The Australian Competition and Consumer Commission, which enforces consumer protection laws in Australia, has ruled Bethesda's parent company ZeniMax must offer refunds for certain Fallout 76 customers. Under Australian Consumer Law, customers are able to request a refund if a product is faulty or drastically differs from the description - and ZeniMax is in trouble for suggesting this option was unavailable.
In a statement, the ACCC explained that in the immediate aftermath of Fallout 76's release, it received multiple consumer complaints claiming ZeniMax told consumers they were not able to request a refund even after experiencing technical issues, such as "problems with the servers, lagging, graphic and visual problems".

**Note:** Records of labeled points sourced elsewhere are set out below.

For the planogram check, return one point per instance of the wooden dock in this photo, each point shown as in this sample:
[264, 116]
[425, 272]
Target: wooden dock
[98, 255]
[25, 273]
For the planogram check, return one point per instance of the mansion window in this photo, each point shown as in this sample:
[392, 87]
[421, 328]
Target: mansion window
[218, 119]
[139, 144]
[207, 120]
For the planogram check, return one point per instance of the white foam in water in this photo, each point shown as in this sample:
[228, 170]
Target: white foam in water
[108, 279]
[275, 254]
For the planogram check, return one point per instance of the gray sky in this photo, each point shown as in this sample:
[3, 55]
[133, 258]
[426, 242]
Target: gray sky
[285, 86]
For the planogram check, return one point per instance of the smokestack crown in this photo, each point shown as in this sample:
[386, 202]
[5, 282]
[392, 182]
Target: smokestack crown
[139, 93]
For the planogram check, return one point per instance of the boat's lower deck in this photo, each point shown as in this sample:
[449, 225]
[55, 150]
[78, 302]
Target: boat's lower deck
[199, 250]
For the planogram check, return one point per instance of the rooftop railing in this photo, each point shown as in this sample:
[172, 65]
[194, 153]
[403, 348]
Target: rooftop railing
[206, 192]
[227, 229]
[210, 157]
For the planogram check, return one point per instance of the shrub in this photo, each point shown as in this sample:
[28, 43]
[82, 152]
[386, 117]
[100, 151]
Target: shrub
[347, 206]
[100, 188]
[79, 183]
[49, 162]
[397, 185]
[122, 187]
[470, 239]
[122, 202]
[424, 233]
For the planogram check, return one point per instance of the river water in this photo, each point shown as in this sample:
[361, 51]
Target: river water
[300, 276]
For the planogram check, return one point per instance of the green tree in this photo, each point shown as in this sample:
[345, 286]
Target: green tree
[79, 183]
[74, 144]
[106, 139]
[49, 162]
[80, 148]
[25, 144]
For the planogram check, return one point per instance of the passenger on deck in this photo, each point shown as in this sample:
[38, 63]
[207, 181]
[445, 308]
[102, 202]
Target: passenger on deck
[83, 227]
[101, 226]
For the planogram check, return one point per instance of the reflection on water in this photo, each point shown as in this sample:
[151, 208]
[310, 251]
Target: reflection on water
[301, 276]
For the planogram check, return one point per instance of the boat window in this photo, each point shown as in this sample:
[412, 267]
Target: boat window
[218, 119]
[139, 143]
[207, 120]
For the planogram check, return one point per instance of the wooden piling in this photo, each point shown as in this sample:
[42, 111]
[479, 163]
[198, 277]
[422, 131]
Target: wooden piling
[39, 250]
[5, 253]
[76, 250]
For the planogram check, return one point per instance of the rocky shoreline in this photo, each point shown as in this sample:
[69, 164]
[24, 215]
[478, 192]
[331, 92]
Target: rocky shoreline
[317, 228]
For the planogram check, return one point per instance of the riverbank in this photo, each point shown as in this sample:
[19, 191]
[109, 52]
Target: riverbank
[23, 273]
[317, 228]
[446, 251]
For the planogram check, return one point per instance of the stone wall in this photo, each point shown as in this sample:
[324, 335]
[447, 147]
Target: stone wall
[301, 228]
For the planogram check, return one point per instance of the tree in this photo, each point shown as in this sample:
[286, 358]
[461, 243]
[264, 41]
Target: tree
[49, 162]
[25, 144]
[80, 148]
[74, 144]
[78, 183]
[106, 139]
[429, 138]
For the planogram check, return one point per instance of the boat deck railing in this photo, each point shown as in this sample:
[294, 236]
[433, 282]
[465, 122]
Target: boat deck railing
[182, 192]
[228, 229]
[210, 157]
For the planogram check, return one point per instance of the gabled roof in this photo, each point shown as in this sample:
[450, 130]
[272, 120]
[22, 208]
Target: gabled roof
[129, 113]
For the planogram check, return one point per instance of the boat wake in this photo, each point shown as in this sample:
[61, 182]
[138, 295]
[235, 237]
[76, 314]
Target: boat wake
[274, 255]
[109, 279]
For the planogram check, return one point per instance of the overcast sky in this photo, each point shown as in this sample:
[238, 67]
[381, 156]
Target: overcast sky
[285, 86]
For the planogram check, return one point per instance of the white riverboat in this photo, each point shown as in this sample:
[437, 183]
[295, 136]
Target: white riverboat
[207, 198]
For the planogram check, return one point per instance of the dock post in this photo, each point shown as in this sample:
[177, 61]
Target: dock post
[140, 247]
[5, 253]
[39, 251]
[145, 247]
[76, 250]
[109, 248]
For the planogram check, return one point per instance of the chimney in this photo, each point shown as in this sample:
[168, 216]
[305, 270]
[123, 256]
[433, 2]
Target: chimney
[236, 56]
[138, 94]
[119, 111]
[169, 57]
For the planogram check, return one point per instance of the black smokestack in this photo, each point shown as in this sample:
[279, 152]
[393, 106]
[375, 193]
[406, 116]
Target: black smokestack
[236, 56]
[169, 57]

As part of the ruling, ZeniMax has admitted it was "likely to have misled certain Australian consumers about their rights to a refund when they experienced faults with their Fallout 76 game", according to the ACCC. ZeniMax has also agreed to amend its customer service documents to clarify consumer rights under ACL.
If you're hoping to take advantage of this particular enforceable refund ruling, however, there's a caveat: you must have contacted ZeniMax between 24th November 2018 and 1st June 2019 to ask for a refund. And you've got to be Australian, obviously. You can check out the full details over here if all that applies to you. It's unclear whether Australians who request a refund from June onwards will have any success with ZeniMax - but at least they now know it's an option.
This isn't the first time the ACCC has been involved in a game refund dispute: back in 2014, Valve was sued by the government body for its cumbersome Steam refund policy. Perhaps it isn't surprising that Fallout 76 has also caught some flak, given the state it released in.